髓过氧化物酶(MPO)催化内源性酚类成分(如抗氧化剂、羟基化代谢产物)和外源性化合物(如药物、环境化学物质)的单电子氧化会产生自由基中间体:苯氧自由基。内源性还原剂对这些中间体的还原作用,即循环利用,可能会增强它们的抗氧化潜力和/或防止其潜在的细胞毒性和基因毒性作用。这项工作的目的是确定在富含MPO的完整人类白血病HL-60细胞中,是否能证明生理相关的细胞内还原剂(如抗坏血酸/硫辛酸)对维生素E同系物2,2,5,7,8-五甲基-6-羟基色满(PMC)的MPO催化苯氧自由基的生成和循环利用。
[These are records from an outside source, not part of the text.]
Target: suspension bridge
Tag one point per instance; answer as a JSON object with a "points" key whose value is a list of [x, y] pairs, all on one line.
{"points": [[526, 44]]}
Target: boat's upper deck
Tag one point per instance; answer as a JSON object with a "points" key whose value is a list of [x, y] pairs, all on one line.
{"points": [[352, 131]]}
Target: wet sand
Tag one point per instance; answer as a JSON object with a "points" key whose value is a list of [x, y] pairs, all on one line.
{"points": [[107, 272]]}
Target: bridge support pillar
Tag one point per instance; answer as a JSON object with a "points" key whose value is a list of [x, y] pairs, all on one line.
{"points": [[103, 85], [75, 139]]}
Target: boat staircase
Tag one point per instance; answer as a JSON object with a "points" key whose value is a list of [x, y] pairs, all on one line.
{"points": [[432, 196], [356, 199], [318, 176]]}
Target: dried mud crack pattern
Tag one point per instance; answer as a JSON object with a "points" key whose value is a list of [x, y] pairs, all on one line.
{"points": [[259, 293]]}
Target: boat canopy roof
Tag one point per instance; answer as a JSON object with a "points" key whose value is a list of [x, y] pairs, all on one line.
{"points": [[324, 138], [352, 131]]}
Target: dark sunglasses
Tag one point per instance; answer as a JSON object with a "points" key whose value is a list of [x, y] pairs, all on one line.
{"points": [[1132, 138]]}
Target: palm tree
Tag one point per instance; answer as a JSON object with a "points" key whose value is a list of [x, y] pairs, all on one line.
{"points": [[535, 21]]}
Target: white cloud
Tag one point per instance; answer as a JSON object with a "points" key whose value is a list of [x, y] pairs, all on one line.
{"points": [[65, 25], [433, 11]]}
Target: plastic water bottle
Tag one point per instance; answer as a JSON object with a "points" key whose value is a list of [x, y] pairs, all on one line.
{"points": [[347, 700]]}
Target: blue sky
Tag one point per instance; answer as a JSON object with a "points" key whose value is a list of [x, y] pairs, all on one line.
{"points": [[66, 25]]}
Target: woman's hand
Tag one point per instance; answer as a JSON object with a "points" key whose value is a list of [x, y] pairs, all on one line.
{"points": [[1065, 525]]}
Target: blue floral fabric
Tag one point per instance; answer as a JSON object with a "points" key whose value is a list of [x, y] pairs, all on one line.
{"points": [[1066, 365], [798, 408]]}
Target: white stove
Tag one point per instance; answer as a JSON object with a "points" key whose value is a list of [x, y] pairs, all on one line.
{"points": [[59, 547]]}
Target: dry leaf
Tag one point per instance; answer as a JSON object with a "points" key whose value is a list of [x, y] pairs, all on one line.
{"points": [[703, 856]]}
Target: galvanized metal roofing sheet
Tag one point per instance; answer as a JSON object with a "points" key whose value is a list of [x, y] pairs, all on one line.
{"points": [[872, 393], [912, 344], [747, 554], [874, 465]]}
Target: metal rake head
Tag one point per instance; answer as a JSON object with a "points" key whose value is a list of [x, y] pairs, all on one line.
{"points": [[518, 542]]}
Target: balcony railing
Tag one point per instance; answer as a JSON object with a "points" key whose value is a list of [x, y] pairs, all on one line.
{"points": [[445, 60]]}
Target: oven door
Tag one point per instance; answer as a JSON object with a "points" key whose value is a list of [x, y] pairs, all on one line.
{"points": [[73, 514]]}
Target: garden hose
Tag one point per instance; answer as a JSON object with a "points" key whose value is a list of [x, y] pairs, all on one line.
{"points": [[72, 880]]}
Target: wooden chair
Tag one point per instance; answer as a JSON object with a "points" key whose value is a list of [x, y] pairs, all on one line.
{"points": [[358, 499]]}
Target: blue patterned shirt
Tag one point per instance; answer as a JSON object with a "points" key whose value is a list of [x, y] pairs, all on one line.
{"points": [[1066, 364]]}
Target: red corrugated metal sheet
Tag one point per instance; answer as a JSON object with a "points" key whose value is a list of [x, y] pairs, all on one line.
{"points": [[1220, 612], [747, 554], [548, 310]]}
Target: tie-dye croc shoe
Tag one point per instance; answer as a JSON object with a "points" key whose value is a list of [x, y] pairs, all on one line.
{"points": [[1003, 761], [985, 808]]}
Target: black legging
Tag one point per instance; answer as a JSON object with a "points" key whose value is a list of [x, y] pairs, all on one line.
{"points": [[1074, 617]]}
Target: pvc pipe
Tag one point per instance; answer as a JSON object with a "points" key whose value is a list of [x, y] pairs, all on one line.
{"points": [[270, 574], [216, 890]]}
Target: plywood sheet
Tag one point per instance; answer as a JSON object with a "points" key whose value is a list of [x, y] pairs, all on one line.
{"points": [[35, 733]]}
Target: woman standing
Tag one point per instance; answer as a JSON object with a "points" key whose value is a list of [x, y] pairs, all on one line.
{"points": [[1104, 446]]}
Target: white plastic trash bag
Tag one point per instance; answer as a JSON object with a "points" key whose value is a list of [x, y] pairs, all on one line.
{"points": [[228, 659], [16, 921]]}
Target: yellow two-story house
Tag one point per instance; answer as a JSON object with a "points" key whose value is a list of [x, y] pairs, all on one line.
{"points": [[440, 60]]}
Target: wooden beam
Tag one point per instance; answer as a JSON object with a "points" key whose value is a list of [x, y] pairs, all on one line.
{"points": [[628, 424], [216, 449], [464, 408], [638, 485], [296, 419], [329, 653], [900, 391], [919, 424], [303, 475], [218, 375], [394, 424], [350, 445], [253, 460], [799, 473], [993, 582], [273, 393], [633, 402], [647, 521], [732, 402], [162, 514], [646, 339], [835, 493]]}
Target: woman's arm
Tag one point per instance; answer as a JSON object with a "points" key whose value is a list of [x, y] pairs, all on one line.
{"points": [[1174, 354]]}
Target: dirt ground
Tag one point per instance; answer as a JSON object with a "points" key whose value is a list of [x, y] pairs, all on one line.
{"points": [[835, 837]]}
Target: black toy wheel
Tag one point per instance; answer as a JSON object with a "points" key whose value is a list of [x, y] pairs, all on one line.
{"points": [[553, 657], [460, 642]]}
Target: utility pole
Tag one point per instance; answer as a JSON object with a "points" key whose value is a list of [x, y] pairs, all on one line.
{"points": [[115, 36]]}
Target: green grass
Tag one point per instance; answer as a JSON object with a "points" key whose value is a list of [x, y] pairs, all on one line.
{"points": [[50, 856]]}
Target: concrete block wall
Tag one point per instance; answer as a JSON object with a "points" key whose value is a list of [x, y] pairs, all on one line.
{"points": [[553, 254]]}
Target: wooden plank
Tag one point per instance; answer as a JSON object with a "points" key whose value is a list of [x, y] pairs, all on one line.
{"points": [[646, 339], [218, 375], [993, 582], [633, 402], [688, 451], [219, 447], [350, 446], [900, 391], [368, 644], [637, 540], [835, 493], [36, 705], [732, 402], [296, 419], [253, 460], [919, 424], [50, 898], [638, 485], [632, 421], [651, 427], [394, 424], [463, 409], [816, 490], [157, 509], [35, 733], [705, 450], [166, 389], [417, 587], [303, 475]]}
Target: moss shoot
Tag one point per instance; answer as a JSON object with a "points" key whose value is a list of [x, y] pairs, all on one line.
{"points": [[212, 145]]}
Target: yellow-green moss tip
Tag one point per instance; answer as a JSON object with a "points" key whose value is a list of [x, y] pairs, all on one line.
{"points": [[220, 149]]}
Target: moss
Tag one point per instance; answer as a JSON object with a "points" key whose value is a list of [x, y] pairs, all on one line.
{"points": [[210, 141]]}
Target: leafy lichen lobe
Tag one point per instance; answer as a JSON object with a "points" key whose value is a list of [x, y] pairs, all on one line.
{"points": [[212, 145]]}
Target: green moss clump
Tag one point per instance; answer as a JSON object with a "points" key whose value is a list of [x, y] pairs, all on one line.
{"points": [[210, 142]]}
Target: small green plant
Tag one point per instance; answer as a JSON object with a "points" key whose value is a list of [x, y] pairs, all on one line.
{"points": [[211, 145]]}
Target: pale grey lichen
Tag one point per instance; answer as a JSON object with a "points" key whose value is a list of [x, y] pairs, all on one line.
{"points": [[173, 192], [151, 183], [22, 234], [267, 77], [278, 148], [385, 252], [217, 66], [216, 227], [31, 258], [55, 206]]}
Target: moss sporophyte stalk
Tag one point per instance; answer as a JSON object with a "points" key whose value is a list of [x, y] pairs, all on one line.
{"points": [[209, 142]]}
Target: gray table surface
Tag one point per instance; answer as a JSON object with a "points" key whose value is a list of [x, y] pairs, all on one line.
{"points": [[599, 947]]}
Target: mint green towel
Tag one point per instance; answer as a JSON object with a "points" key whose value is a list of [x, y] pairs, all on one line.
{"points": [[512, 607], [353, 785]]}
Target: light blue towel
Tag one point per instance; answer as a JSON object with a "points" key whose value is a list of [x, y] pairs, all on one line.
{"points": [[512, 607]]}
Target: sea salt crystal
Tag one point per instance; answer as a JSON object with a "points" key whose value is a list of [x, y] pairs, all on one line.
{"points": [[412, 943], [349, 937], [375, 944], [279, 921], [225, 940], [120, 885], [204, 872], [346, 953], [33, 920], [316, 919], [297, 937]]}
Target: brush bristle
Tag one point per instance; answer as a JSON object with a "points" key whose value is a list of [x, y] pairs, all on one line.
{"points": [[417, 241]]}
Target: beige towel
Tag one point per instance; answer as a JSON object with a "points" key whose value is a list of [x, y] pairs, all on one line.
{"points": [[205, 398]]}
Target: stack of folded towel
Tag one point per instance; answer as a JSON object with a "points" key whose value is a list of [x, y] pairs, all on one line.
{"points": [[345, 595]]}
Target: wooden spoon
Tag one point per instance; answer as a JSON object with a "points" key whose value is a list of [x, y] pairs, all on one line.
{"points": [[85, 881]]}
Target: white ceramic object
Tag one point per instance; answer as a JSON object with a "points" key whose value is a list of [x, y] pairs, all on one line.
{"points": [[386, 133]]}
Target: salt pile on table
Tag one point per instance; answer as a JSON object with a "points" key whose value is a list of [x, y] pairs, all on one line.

开发了一个模型系统来表明MPO/H₂O₂催化的PMC苯氧自由基(PMC*)可以被抗坏血酸或抗坏血酸/二氢硫辛酸(DHLA)循环利用以再生母体化合物。吸光度测量表明,抗坏血酸通过将苯氧自由基循环回母体化合物来防止PMC的净氧化。在含有抗坏血酸的反应混合物中加入DHLA,通过抗坏血酸的再生延长了循环反应。单独的DHLA无法防止PMC氧化。通过电子顺磁共振波谱(EPR)直接检测反应过程中形成的PMC和抗坏血酸自由基,证实了这些结论。基于模型系统的结果,在加入H₂O₂和过氧化氢酶抑制剂3-氨基三唑(3-AT)后,通过EPR光谱在加载了抗坏血酸的HL-60细胞中鉴定出了PMC和抗坏血酸自由基。发现PMC和抗坏血酸自由基的时间进程与它们在模型系统中循环利用时遵循相同的反应顺序。在HL-60细胞中通过高效液相色谱(HPLC)分析也证实了抗坏血酸对PMC的循环利用。用硫辛酸预加载HL-60细胞可再生抗坏血酸,从而提高抗坏血酸循环利用PMC的效率。在没有抗坏血酸的情况下,硫辛酸对PMC氧化没有影响。因此,PMC苯氧自由基不会直接氧化硫醇,但在抗坏血酸存在的情况下可以被二氢硫辛酸循环利用。讨论了苯氧自由基循环利用在维持抗氧化防御以及保护细胞免受细胞毒性和基因毒性酚类物质侵害方面的作用。